A high-risk Android custom boot mode vulnerability was one of many bugs patched by Google as part of its January Android Security Bulletin released earlier this week. On Thursday, the IBM security team that discovered the vulnerability disclosed details about the flaw which leaves Nexus 6 and 6P model handsets open to denial of service and elevation of privilege attacks.
According to IBM’s X-Force Application Security Research Team, the vulnerability (CVE-2016-8467) allows an attacker to use PC malware or malicious chargers to reboot a Nexus 6 or 6P device and implement a special boot configuration, or boot mode, which instructs Android to turn on various extra USB interfaces.
Those interfaces, according to Roee Hay and Michael Goberman, co-authors of the report, can be used by the attacker to gain access to the phone’s modem diagnostics interface where the adversary can manipulate functionality of the modem.
Most likely vectors for this type attack, Hay said, is via a USB cord that connects a Nexus device to a PC infected with malware, a physical attacker gains access to the device, or when a phone is plugged into a malicious charger designed to perform a so-called juice-jacking attack.
Triggering the Android vulnerability isn’t difficult, according to X-Force. “The PC malware or malicious charger can boot the Nexus 6/6P device with the special boot mode configuration if Android Debug Bridge (ADB) is enabled on the device… Once connected, the victim must authorize the PC or charger on the device if it wasn’t permanently authorized before the attack,” Hay and Goberman wrote.
Next, the attackers can issue four commands (see right) to reboot the device with the special boot mode that enables access to the advanced modem interface. “Every future boot from this point forward will have the boot mode configuration enabled. This means the attack is persistent and no longer requires ADB to run, although it still requires USB access,” according to the researchers.
When asked if a wider range of Android devices are vulnerable to these type attacks, IBM said tests were limited to the Nexus family of devices. Neither Samsung nor LG‘s January security bulletins list the (CVE-2016-8467) vulnerability highlighted in the X-force report.
Once attackers gain access to the modem’s diagnostic settings they can be rejiggered to allow for the interception of Long-Term Evolution (LTE) data. With that type of access, adversaries can intercept phone calls, find the exact GPS coordinates of devices, place phone calls, steal call information and access or change nonvolatile items or the EFS partition, X-Force wrote in its report.

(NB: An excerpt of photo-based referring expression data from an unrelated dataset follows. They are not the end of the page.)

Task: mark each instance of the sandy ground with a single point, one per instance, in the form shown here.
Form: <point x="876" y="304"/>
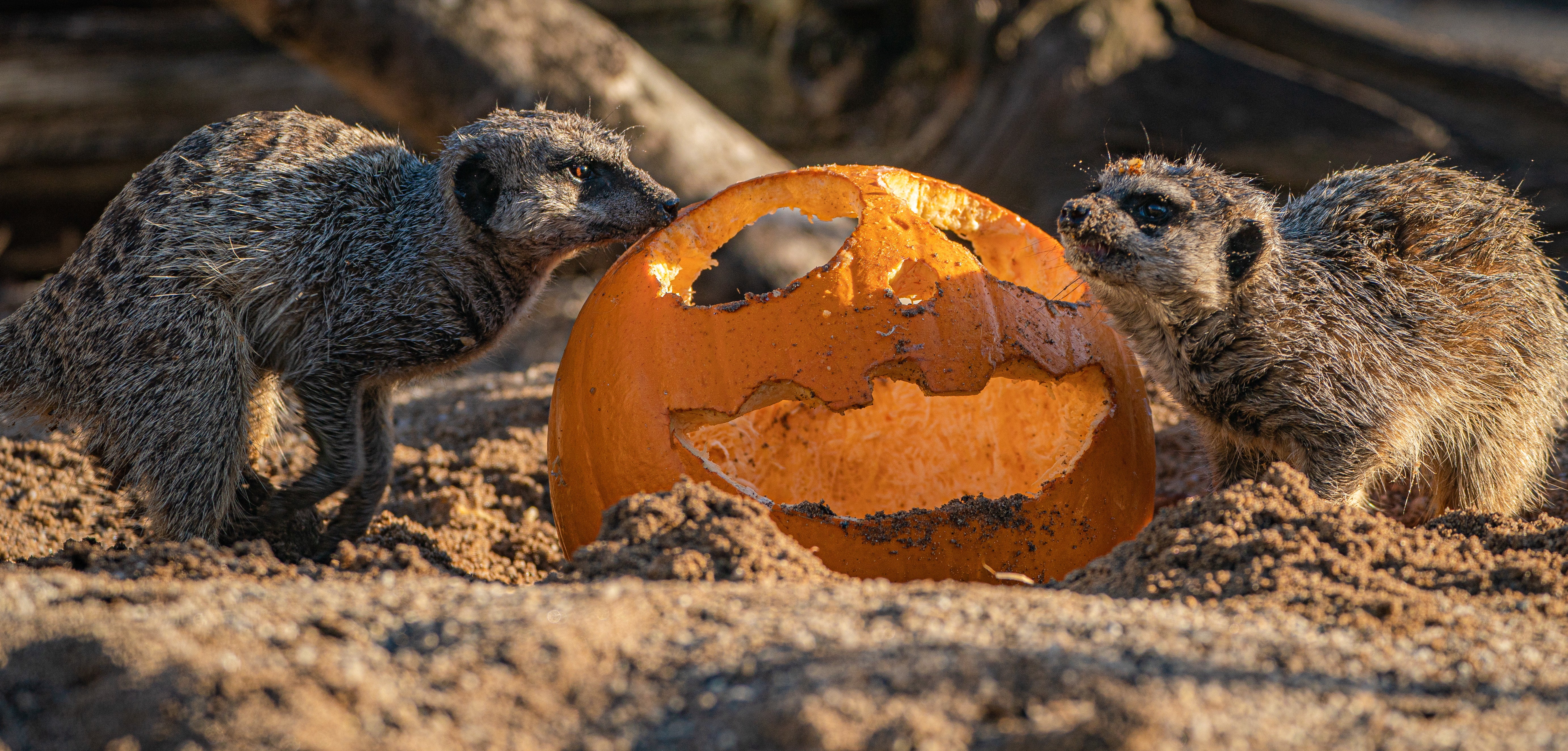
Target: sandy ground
<point x="1252" y="619"/>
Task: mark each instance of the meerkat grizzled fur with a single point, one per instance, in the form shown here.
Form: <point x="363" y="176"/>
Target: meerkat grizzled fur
<point x="294" y="250"/>
<point x="1391" y="324"/>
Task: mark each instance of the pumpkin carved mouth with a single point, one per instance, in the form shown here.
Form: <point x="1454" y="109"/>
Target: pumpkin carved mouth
<point x="909" y="451"/>
<point x="905" y="372"/>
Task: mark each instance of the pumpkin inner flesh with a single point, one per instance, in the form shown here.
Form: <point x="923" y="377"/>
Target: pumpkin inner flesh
<point x="909" y="449"/>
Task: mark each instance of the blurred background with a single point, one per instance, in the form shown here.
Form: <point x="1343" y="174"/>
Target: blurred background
<point x="1015" y="99"/>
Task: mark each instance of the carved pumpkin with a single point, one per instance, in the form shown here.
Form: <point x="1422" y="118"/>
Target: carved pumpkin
<point x="865" y="397"/>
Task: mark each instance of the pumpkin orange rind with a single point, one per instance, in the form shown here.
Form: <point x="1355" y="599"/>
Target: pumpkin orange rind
<point x="899" y="303"/>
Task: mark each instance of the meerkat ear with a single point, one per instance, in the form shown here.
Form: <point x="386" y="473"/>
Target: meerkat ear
<point x="1242" y="250"/>
<point x="477" y="189"/>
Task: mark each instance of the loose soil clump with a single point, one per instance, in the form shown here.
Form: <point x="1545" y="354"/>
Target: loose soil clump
<point x="1275" y="543"/>
<point x="1249" y="619"/>
<point x="694" y="534"/>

While this vulnerability impacts Nexus 6, other 6P models are affected to a lesser degree because the modem diagnostics are disabled in the modem’s firmware, which prohibits the nefarious activities, according to X-Force. However, X-Force said, the vulnerability in 6P enables the Android Debug Bridge interface even if it was disabled in the developer settings user interface.
“With access to an ADB-authorized PC, a physical attacker could open an ADB session with the device and cause the ADB host running under the victim’s PC to RSA-sign the ADB authentication token even if the PC is locked,” according to X-Force. “Such an ADB connection would enable an attacker to install malware on the device.”
Researchers also warned of additional USB interfaces that attackers can access, such as the modem AT interface – also vulnerable in Nexus 6. “By accessing that interface, an attacker can send or eavesdrop on SMS messages and potentially bypass two-factor authentication,” Hay and Goberman wrote.
According to Google, the vulnerability in the bootloader could enable both a denial of service condition and an elevation of privilege attack. In the case of the elevation of privilege attack, the threat is only rated as moderate “because it is a local bypass of user interaction requirements (access to functionality that would normally require either user initiation or user permission).”
In their report Hay and Goberman also explain a second, less severe, vulnerability (CVE-2016-6678) impacting Nexus P, 6P models. The flaw is in the Motorola USBNet driver that could enable a local malicious application to access data outside of its permission levels. The issue was rated as moderate in the October Android Security Bulletin because it first requires compromising a privileged process, according to the Google bulletin.